Beyond more funding, the law also ensures that the FMC more heavily regulates areas in which shippers say the agency’s been slow to act. In some cases, the law compels the FMC to issue rulemaking on subjects the agency has already provided guidance, but no rules.
For example, the Ocean Shipping Reform Act requires the FMC issue rulemaking within 45 days “further defining prohibited practices by common carriers” in regards to demurrage fees. The FMC already issued recommendations on what is considered reasonable demurrage charges in 2019, but stopped short of issuing a requirement.
Bentzel said the law is largely in line with steps the agency is already taking to address demurrage. The FMC began “doing audits of all ocean carriers” in regards to their demurrage and detention practices last July, a process that helped lead to a $2 million fine against Hapag Lloyd.
Shippers expect the new law will not fix many of the structural issues they see in the industry, such as high rates and a lack of competition.

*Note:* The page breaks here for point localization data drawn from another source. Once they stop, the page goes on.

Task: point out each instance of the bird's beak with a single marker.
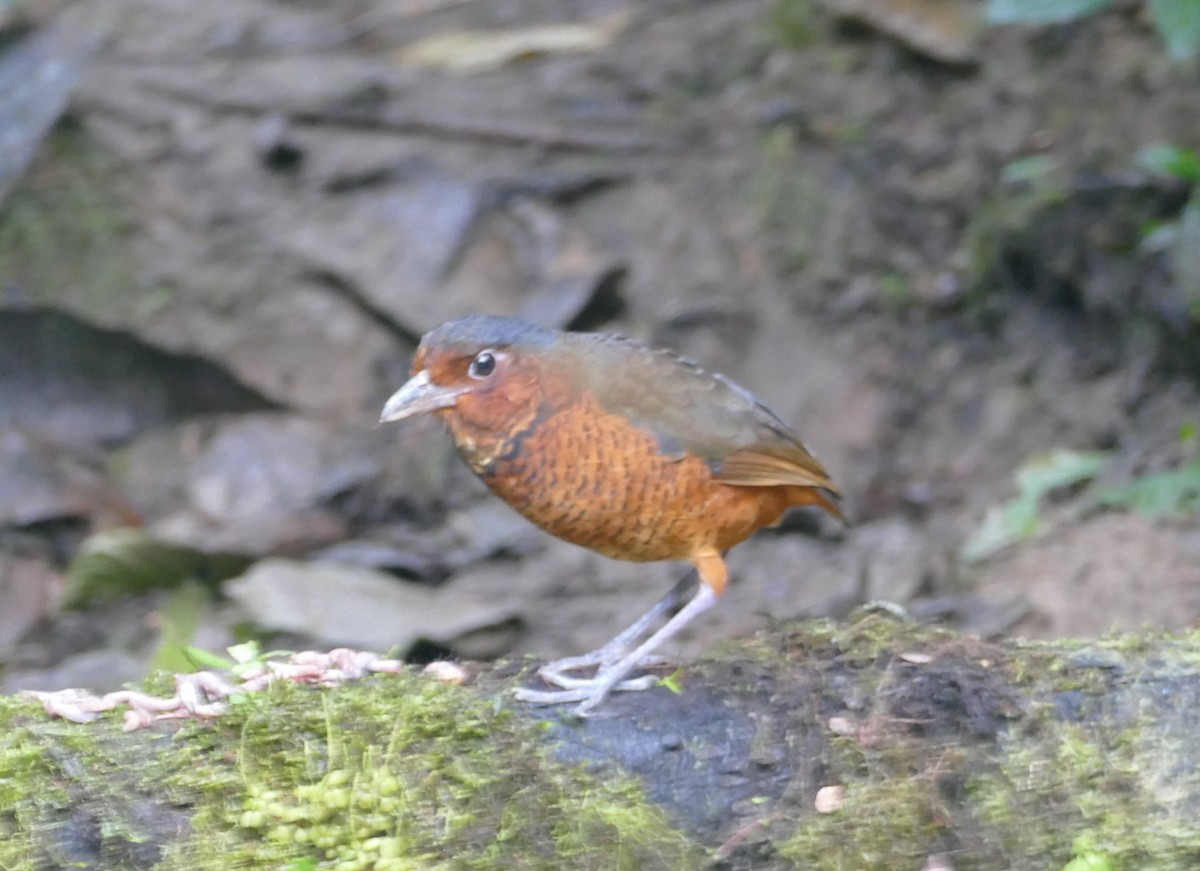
(419, 396)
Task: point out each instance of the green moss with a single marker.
(889, 817)
(65, 229)
(396, 773)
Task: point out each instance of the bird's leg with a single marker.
(611, 652)
(713, 575)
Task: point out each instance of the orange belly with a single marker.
(593, 479)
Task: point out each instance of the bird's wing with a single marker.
(691, 410)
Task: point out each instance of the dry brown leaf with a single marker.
(477, 50)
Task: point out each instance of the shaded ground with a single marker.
(283, 191)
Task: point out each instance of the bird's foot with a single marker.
(557, 672)
(588, 691)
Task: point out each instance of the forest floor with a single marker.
(936, 268)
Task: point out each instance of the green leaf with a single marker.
(1027, 169)
(1055, 469)
(1179, 25)
(1171, 160)
(202, 659)
(1041, 11)
(180, 617)
(1167, 493)
(1020, 518)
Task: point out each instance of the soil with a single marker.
(816, 206)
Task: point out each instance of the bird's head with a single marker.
(480, 374)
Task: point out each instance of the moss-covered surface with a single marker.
(395, 773)
(1017, 756)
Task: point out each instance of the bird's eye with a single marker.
(483, 365)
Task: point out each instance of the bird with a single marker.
(630, 450)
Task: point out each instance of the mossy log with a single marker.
(937, 748)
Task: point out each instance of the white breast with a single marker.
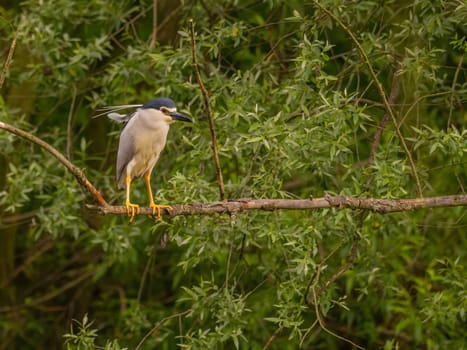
(151, 129)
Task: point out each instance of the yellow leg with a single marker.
(131, 209)
(155, 207)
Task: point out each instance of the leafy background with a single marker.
(296, 112)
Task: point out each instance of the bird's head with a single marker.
(167, 107)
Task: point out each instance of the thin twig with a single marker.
(8, 59)
(154, 25)
(324, 328)
(381, 93)
(208, 111)
(160, 323)
(77, 172)
(272, 338)
(379, 131)
(453, 89)
(381, 206)
(69, 138)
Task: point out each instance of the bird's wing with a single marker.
(108, 109)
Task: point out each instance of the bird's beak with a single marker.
(181, 117)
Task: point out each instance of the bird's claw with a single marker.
(132, 210)
(156, 208)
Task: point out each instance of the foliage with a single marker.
(296, 113)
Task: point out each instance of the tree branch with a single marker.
(77, 172)
(381, 92)
(381, 206)
(208, 111)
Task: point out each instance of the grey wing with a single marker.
(125, 154)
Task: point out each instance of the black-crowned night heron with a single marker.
(141, 142)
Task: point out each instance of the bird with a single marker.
(141, 142)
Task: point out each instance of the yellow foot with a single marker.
(157, 208)
(132, 210)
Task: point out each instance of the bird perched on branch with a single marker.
(141, 142)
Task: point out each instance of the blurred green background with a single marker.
(296, 113)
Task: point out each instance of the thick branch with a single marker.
(377, 205)
(205, 93)
(77, 172)
(381, 92)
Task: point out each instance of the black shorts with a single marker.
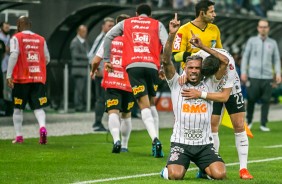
(234, 104)
(144, 81)
(119, 99)
(201, 155)
(32, 93)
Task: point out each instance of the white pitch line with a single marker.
(274, 146)
(153, 174)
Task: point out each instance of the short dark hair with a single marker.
(121, 17)
(144, 9)
(203, 5)
(210, 66)
(193, 57)
(108, 19)
(2, 23)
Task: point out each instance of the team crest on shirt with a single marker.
(231, 67)
(174, 156)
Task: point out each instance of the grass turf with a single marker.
(77, 158)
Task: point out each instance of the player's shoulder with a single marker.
(213, 27)
(186, 26)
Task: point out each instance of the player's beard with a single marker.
(194, 79)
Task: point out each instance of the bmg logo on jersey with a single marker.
(193, 108)
(117, 60)
(32, 56)
(141, 37)
(112, 102)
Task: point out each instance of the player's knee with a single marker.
(219, 174)
(175, 174)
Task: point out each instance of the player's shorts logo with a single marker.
(130, 105)
(112, 102)
(138, 89)
(18, 101)
(174, 156)
(193, 134)
(42, 100)
(156, 87)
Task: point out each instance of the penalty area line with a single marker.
(153, 174)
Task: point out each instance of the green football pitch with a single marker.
(88, 159)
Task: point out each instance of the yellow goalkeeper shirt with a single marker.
(210, 37)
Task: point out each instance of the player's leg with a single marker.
(155, 114)
(236, 109)
(266, 86)
(113, 106)
(253, 94)
(126, 126)
(177, 164)
(99, 105)
(20, 98)
(140, 91)
(37, 101)
(215, 121)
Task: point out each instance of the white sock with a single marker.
(41, 117)
(216, 141)
(125, 131)
(242, 145)
(18, 121)
(164, 173)
(114, 126)
(156, 118)
(147, 117)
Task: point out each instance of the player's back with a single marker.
(210, 37)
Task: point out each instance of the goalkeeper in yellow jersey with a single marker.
(202, 27)
(209, 34)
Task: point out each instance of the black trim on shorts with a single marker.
(201, 155)
(144, 81)
(32, 93)
(234, 104)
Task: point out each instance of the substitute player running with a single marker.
(191, 139)
(144, 37)
(202, 27)
(26, 75)
(119, 97)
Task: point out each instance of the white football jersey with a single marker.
(231, 78)
(192, 124)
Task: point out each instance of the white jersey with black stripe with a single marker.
(192, 124)
(231, 78)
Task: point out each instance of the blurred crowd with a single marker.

Still, they acknowledged any legislative change is welcome in an industry that hasn’t seen major regulatory updates since the Ocean Shipping Reform Act of 1998.
“Is it going to be a silver bullet? No, it’s going to be completely contingent in the enactment of it,” said Aubrey Bettencourt, president and CEO of the Almond Alliance, which represents California’s almond industry. “It has great merits to modernize the FMC. But then it’s up to us to get the FMC to actually flex and utilize that authority.”